At femProcomuns we contributed to the translation of Phabricator
Phabricator is a project management programme for tasks, used by the Wikimedia Foundation but also by organisations like KDE. We also use it and offer it within our cooperative CommonsCloud services. On 17 March, just after we started our confinement, we organised an online translation session. A 6% was already translated and we made it grow to a 10% in only 2 hours and 5 or 6 people, some of whom had never used it. The “core” reached a 30% translated and some modules went up to 100%.
This is just an example of how far you can go by putting a bit of time into it and how we can motivate ourselves and solve doubts by doing it together. The advantage is that everyone can contribute in the languages they know, translating the parts they know and all the contributions add up, so we can have the software in everyone’s own language and make sure that language is not a barrier to using a project. There are several Softcatalà tools that can help us translate into Catalan, and we’ll talk about that another day.
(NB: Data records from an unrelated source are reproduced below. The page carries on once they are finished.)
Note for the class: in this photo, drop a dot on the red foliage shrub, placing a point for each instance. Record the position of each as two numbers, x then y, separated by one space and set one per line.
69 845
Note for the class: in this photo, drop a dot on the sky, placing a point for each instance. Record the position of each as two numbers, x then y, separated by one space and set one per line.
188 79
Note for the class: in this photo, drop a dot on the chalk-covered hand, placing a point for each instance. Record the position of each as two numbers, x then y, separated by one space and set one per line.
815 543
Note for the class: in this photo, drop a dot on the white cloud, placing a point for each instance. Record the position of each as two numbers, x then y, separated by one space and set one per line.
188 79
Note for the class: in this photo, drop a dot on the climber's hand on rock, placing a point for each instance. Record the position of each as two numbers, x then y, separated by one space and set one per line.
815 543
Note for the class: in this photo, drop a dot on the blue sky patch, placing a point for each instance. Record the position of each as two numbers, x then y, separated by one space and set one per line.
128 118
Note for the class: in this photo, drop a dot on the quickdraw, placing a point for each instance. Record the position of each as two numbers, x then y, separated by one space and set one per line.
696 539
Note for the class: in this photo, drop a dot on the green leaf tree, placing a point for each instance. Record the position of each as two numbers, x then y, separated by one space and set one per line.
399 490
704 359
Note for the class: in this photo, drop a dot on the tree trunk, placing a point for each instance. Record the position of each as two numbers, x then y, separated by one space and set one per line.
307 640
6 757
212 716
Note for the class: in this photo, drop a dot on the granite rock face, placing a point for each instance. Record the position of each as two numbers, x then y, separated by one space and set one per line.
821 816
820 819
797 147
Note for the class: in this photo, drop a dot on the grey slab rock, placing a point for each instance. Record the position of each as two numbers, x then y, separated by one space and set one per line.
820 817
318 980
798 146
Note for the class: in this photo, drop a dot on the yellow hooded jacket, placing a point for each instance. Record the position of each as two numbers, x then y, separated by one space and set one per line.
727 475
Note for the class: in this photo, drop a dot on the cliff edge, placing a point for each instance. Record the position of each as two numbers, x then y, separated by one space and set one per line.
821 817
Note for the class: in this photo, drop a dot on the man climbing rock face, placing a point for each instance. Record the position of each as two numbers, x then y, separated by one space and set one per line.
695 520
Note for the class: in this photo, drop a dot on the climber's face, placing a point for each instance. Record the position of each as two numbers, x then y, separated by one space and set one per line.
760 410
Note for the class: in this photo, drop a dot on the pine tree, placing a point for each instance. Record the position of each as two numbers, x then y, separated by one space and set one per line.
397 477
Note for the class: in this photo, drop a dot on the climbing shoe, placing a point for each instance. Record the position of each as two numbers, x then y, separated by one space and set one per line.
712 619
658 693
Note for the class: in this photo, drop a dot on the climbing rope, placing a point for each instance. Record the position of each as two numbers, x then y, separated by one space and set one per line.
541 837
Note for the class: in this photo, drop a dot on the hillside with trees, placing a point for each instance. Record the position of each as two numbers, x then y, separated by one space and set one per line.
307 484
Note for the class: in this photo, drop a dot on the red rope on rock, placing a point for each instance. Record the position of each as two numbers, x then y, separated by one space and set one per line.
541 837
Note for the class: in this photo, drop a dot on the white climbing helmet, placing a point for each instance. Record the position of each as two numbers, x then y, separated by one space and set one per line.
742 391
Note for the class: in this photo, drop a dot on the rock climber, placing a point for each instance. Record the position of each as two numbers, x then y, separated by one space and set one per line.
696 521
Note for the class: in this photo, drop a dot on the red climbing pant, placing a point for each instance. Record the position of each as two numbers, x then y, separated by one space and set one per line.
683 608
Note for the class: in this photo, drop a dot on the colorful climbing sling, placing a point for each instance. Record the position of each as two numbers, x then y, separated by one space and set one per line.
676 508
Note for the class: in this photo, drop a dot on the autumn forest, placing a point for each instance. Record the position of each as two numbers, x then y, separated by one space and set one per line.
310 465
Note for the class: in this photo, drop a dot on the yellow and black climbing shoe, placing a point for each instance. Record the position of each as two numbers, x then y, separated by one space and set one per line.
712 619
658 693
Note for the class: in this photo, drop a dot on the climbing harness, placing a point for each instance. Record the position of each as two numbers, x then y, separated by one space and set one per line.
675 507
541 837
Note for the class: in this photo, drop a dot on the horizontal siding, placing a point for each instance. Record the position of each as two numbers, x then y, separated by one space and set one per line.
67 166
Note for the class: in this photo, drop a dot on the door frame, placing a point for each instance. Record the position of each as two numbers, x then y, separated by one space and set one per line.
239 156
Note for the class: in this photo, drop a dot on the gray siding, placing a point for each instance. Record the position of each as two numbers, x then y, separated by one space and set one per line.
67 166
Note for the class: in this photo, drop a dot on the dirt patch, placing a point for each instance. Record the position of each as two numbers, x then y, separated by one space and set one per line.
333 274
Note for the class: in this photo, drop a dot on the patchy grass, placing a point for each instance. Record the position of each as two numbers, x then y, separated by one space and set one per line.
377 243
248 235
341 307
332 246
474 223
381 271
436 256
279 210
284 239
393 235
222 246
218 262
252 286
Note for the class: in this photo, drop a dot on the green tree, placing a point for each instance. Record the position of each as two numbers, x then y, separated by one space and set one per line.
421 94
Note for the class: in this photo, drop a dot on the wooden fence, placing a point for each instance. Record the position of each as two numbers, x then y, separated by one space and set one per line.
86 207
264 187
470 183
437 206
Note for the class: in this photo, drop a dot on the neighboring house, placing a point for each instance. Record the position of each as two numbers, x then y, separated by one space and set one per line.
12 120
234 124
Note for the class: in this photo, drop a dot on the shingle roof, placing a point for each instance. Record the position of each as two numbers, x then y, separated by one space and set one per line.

Since March 2017, we have been regularly contributing to the programme L’Altra Radio hosted by Cinto Niqui. You can listen to us on the programme’s website. L’Altra Radio makes audiovisual culture available to everyone. It deals with Information and Communication Technologies and their impact on contemporary society. Radio, television, internet and applications are the main characters of this magazine born in 1980, with more than 2200 programmes on air.